With that his head disappeared.

I stared at the pretty French doors that led to the pretty mini-den in a pretty house where I was now living that was currently filled with a lot of really good people.

“Rosalie.”

I did not look at High.

I turned until I was looking in the kitchen window.

Carissa was there, at the sink, with Tyra.

They were both laughing at something.

Beyond them, Joker had his head back, taking a pull from his beer while Hop was throwing Travis in the air with Mom standing, looking on, clearly giggling up at a giggling Travis.

Millie moved through the space, opening a bag of chips, but stopped when she was met by Lanie, who had another child attached to her hip, and Millie did this so she could tickle and smile into the face of the baby on Lanie’s hip.

“Honey,” High murmured.

Slowly, I looked to High.

“Did you know my dad?” I asked.

He shook his head. “Before my time.”

“He was a good guy.”

“Didn’t know him, babe, but heard about him, and everything I heard says you tell it true.”

“I miss him right now.”

“Darlin’,” High whispered.

“He’d be doing the liquor run.”

I knew High had read my mood when he murmured, “C’m’ere.”

I didn’t want to go there.

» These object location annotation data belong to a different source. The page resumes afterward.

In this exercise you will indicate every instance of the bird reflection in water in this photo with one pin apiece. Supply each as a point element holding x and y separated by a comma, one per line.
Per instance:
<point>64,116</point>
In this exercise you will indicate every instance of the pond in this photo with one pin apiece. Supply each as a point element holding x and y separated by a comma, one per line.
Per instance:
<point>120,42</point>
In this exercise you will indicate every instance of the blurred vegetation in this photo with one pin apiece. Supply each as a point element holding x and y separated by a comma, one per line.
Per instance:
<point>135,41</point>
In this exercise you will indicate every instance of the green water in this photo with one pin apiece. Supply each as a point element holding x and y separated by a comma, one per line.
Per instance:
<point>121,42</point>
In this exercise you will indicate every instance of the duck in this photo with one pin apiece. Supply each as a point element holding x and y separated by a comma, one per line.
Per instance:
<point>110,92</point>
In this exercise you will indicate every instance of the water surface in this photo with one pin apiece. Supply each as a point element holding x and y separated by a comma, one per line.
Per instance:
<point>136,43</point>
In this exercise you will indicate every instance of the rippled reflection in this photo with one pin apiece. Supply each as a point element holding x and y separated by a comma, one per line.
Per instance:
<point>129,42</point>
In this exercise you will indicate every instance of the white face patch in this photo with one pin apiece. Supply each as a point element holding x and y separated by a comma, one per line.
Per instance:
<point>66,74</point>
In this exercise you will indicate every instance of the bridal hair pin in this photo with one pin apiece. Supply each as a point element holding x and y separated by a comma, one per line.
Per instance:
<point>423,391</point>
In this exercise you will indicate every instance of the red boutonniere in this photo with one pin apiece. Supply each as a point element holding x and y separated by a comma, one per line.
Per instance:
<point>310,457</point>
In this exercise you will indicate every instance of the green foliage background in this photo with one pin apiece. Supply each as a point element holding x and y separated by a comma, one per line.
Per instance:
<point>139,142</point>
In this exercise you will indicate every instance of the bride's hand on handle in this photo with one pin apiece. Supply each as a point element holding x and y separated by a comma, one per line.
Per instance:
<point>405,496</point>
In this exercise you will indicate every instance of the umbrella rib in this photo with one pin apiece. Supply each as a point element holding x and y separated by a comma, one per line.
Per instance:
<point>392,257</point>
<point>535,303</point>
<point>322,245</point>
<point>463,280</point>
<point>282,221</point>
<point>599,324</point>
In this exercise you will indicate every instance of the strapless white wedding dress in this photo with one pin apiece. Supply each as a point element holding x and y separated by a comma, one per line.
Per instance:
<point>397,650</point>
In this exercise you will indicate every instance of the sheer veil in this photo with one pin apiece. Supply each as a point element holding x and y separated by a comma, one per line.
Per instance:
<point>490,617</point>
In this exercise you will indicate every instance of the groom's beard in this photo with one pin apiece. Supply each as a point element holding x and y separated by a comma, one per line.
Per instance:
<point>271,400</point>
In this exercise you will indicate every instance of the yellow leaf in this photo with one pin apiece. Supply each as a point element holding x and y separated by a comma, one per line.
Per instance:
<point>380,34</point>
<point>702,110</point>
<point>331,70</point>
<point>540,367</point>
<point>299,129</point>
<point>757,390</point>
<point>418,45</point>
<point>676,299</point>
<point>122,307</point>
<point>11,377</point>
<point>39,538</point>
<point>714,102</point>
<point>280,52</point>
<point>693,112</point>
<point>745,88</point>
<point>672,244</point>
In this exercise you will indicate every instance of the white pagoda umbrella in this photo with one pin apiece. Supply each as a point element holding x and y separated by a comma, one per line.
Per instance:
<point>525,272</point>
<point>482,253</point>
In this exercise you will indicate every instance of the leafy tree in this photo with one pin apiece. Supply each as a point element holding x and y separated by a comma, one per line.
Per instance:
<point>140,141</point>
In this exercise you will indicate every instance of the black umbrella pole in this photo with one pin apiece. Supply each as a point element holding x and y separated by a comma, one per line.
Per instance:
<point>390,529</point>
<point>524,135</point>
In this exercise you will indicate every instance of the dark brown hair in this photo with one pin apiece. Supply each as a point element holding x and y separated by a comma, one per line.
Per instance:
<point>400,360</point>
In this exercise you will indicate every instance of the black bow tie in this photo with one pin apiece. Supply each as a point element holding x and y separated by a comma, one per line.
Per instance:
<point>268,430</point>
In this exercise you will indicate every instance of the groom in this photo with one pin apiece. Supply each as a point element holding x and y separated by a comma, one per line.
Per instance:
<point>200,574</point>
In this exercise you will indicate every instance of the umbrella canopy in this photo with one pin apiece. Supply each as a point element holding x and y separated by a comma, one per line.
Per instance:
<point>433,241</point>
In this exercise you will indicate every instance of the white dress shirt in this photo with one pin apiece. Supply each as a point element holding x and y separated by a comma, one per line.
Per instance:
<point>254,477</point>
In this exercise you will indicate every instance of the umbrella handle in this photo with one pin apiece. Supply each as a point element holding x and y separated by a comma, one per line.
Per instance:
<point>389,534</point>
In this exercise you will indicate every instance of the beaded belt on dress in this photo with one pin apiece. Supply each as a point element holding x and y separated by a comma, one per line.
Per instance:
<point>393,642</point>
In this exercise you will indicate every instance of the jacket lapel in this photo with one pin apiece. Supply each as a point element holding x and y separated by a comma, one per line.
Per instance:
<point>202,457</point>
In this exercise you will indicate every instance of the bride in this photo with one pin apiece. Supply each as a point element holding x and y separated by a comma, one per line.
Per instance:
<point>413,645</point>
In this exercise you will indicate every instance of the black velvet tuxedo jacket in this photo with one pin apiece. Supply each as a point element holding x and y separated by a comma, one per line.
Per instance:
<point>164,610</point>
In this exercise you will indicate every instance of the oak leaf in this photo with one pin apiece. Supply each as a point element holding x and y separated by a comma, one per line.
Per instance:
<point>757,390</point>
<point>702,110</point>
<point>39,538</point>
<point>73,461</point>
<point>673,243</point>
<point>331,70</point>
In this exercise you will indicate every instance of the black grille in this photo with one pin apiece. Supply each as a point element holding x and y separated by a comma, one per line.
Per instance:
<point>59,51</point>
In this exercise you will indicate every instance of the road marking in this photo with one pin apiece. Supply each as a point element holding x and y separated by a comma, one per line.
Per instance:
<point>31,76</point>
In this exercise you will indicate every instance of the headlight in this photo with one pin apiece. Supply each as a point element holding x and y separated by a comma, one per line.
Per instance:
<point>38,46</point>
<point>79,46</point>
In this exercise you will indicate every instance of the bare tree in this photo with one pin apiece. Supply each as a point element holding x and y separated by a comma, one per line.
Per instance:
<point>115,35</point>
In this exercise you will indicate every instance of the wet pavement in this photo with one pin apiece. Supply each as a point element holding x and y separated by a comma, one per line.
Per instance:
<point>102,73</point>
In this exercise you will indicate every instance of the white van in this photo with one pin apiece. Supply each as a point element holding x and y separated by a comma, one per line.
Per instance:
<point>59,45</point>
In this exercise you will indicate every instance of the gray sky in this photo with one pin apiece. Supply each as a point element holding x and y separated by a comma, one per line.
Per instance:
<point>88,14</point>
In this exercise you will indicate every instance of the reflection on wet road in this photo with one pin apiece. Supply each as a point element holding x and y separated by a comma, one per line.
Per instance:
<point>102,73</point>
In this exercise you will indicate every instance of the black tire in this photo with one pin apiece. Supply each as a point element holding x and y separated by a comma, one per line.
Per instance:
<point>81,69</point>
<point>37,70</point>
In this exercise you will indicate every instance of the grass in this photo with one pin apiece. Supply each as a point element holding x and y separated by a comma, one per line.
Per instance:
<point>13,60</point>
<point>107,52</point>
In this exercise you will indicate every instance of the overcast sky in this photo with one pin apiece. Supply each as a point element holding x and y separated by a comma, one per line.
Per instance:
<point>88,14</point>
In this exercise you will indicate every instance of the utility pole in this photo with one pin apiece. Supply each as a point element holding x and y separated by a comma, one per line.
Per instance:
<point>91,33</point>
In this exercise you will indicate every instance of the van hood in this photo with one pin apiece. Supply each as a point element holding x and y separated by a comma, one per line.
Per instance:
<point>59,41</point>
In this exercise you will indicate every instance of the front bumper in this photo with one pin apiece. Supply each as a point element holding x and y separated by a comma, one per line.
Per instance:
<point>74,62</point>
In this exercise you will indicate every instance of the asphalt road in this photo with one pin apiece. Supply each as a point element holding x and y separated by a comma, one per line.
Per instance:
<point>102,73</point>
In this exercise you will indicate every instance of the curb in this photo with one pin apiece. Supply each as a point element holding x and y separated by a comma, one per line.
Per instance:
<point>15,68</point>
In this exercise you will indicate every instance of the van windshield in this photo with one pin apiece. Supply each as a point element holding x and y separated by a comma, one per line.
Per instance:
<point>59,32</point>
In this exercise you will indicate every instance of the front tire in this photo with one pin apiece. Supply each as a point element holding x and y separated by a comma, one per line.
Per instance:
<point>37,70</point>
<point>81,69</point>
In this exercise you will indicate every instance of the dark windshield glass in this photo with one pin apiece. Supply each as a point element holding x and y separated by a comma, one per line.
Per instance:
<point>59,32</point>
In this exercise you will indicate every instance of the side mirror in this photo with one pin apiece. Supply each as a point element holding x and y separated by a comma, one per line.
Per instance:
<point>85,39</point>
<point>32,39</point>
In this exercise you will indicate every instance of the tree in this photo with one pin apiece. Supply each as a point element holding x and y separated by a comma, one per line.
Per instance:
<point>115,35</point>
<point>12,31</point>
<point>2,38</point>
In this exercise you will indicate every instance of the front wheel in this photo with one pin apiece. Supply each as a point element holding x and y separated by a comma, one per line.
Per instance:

I didn’t want to accept what they were offering. I didn’t want to have it and know for certain how extraordinary it really was only to fear having it torn away.

But I went there.

High’s arms opened before I got there and they closed tight around me the instant I made it there.

Yes.

Just as I feared.

It was extraordinary.

Except for the tears I’d shed into the lining of Snap’s cut, I had not cried once since Bounty did their number on me.

And except for the tears I’d shared with Mom in the weeks that passed after we lost Dad, I had not cried for him either.

So when they tore loose while High held me to his warmth and strength in a courtyard of the pretty little house the man I’d inadvertently fallen in love with had given to me, they tore loose.

I sobbed in his arms, holding on to his leather with fingers clenched deep, and I did it for a long time.

Eventually, High shifted in a way I knew he was going to pass me off and I allowed myself to be passed off, thinking I’d be moving into my mother’s arms.

More of the scent of leather, but mingled now with the fresh marine notes of soap assailed me as Snapper’s arms wrapped around me.

“What?” he asked under his breath.

“Her pa,” High answered. “She misses him.”

“Right,” Snap muttered.

I then heard a door close and knew Snapper and I were alone.

I just kept crying.

After a while, Snap asked, “You want me to take you upstairs so we can lay down?”

He’d said “we.”

Man.

“Th-th-they bought me Sephora,” I spluttered.

“They bought you what?” he asked.

“S-s-sephora.”

“Sephora?”

I nodded, my cheek moving on leather but feeling the threads of the patches on his chest too.

“What’s Sephora?” he asked.

“Only the b-b-best s-s-store in the m-m-mall.”

There was a smile in his voice when he said, “See the old ladies took care of you.”

“I n-n-need Corona,” I told him.

“Good Tack’s back with that for you,” he replied.

He was back?

Jeez.

How long had I been crying?

“And t-tequila,” I added.

“How about you stop crying before you get yourself hammered? You can start bawling again after you’re hammered,” he suggested.

“M-maybe a good idea,” I mumbled into his chest, sniffling and pulling myself together.

Though in doing that, I will note, I did not move from his arms.